Shoes Suitable for Driving?

A quarter of drivers have had shoe problems while driving

21% of women reporting difficulties with shoes when driving were wearing high heels

Each of the tyres on your car contacts the road over about the same area as the sole of a shoe. But shoe soles play another key role in how we drive and how we control a car – they're all that's in contact with the pedals, and the pedals stop and start the car.

The AA Populus survey

A survey through the AA/Populus panel has shown that 27% of respondents have had difficulties while driving because of the shoes they are wearing, although only a small proportion (5%) would say that this has led to them driving dangerously, losing control or having an accident.

Making sure that shoes are suitable for the driving task is clearly important.

Women (30%) are more likely to have had problems than men (25%) while drivers under 24 (40%) are more likely to have had problems than drivers over 65 (19%).

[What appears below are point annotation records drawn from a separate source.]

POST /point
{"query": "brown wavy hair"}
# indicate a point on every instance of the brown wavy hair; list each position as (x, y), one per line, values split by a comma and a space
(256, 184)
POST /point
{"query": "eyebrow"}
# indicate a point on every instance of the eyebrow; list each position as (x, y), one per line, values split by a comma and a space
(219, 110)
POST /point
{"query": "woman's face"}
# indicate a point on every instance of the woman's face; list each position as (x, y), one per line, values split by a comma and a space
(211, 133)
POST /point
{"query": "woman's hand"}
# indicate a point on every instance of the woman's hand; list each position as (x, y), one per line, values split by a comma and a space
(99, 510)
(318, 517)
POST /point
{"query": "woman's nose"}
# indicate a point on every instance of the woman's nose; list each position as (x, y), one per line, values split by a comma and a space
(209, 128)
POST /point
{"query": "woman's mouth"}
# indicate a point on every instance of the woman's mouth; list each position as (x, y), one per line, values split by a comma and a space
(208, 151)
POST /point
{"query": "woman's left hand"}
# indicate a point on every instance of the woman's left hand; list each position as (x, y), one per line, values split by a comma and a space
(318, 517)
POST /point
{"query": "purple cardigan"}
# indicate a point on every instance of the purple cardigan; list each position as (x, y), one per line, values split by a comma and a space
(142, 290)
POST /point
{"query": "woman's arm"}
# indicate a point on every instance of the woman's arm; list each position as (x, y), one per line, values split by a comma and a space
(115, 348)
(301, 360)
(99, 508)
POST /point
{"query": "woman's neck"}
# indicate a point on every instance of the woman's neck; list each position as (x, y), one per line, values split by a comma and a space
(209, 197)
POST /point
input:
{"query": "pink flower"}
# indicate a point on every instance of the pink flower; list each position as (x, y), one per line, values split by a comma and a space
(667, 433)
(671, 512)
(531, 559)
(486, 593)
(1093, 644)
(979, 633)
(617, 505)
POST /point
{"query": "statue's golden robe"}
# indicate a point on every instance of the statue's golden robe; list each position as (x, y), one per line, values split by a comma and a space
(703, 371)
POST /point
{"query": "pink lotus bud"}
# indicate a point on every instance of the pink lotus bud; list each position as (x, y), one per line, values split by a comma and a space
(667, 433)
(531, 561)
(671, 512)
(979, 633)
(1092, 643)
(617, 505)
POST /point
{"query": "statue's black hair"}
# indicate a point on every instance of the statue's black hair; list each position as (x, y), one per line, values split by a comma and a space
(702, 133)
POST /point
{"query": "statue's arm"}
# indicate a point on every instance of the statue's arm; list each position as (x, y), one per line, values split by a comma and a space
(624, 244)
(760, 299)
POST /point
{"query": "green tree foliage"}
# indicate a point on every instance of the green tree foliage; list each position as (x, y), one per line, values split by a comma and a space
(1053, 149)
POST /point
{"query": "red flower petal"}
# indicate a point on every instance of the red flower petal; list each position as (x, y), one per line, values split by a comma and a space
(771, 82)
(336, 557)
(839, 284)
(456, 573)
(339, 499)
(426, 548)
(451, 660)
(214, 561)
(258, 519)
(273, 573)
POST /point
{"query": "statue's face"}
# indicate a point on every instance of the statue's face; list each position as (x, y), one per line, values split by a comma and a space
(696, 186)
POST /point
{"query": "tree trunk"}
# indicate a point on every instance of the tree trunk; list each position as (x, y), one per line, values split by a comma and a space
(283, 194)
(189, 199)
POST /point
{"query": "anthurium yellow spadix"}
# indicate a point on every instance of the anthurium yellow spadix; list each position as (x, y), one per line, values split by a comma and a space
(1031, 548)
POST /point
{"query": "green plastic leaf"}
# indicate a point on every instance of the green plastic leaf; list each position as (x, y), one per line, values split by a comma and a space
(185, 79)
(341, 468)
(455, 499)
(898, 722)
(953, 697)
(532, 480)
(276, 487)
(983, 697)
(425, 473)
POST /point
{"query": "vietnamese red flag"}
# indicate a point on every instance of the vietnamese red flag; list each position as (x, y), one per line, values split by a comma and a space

Among those who had reported difficulties, 27% were driving in flip-flops (22% of men and 34% of women) while 21% of women reported high heels as a problem.

While these proportions were not unexpected, the 25% who said they had problems driving in boots (wellington, working or walking, rather than fashion boots) was surprising.

Boots were cited as the cause by 35% of the men who had difficulties and 12% of the women.

This is an interesting finding as by and large drivers are free to choose which shoes they wear, with the notable exception of work boots, the wearing of which may be insisted on by an employer.

Carry a spare pair

The best way to avoid shoe problems is to carry a spare pair - most of us have an old pair of shoes that we know are both comfortable and safe that can be kept in the car to wear for driving.

The study showed that 59% of drivers had done this – 44% of men and 84% of women.

Shoes that pose no problems in one car may do so in another because of differences in pedal layout and foot well design, so changing car might mean changing 'driving shoes' too.

It's important to consider foot wear too when hiring a car particularly if you have particularly big or small feet, or like to wear specialist or fashionable shoes.

Different types of problems

Shoe difficulties can take different forms:

  • Size of shoe versus size of pedal – what works well in a big van may not work so well in a car or car-derived van. This doesn't only mean the 'numerical size' of the shoe – the width of the design may also be crucial.
  • Movement of the ankle – boots can mean that ankle movement is restricted which may mean the pedals need to be operated in a different way to normal.
  • Thickness of sole affecting 'feel' of pedals – in normal shoes a driver has a good idea of where the pedal is on the bottom of the foot. As soles get thicker this gets harder and can increase the risk of the foot falling off the pedal, leading to cessation of braking or sudden loss of acceleration.
  • The design of the sole (tread, etc) – this can diminish 'feel' through the sole and can also catch on the pedal.
  • How the shoe fits the car – whether it can catch in mats, shelves, adjacent pedals or other interior fixtures.

In an emergency

Generally, these factors can be overcome easily in normal driving, by altering driving style. But in an emergency, drivers tend to do things the way they always have and that could mean you get your feet tangled in the pedals, don't hit the pedal cleanly or are much slower in getting there.